Other authors have reported on the limitation of PCR based assays to discriminate different clones within a mixture, with more abundant ones being preferentially amplified (Liu et al., 2008). This limitation in the technique might affect our results. The impact of such unequal amplification should be explored using a quantitative molecular approach such a qPCR.
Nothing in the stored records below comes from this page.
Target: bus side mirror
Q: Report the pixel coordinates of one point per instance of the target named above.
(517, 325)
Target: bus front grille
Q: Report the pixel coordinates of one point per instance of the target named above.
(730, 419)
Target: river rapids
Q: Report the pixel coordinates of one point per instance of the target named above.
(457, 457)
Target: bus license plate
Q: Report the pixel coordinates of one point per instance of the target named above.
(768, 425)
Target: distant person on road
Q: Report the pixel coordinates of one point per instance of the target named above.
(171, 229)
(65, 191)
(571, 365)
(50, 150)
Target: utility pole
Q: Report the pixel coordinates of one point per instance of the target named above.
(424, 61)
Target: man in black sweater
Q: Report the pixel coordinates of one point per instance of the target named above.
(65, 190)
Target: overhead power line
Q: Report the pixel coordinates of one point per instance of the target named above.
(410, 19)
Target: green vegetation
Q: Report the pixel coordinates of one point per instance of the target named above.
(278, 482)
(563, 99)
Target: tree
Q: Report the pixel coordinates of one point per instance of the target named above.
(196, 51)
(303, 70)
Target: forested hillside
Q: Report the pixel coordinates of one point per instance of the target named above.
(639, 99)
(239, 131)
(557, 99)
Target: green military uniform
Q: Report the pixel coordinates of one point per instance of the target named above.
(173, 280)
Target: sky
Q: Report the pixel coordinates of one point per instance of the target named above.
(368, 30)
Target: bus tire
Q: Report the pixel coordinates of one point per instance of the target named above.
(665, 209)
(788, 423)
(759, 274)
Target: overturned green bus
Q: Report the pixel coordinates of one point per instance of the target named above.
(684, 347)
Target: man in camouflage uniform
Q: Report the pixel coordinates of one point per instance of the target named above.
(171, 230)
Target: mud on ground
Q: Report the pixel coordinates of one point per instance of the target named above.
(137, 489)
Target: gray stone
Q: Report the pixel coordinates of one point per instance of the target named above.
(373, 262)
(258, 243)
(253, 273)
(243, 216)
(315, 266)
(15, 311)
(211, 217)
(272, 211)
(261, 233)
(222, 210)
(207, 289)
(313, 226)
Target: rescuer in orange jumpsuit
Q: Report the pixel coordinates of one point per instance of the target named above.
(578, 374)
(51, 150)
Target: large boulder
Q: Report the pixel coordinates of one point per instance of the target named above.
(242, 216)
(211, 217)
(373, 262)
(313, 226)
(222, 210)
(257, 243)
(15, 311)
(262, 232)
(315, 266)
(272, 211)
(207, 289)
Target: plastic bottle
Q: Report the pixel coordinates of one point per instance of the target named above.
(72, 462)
Since the number of studies and genetic markers applied to Colombian samples has been very limited, more exhaustive analysis of clinical isolates from across the country should include application of genetic analysis either with more microsatellites or single nucleotide polymorphism analysis of markers which have been confirmed as very polymorphic in the Americas region (Orjuela-Sanchez et al., 2009, 2010).

Conclusions

We conclude that the three microsatellites are useful to establish the genetic characteristics of P. vivax populations in Colombia, resulting in a high degree of polymorphism in clinical isolates which was more clearly defined in samples from the endemic area. In addition, we confirmed the different genetic conformation of recurrent-relapsing and primary infection isolates. Based on these results we confirmed the presence of exclusive recurrence-related haplotypes in the endemic as well as the non-endemic region. We recommend to the research community interested in P. vivax to outline research priorities in order to better understand the genetic basis of the relapse phenomena.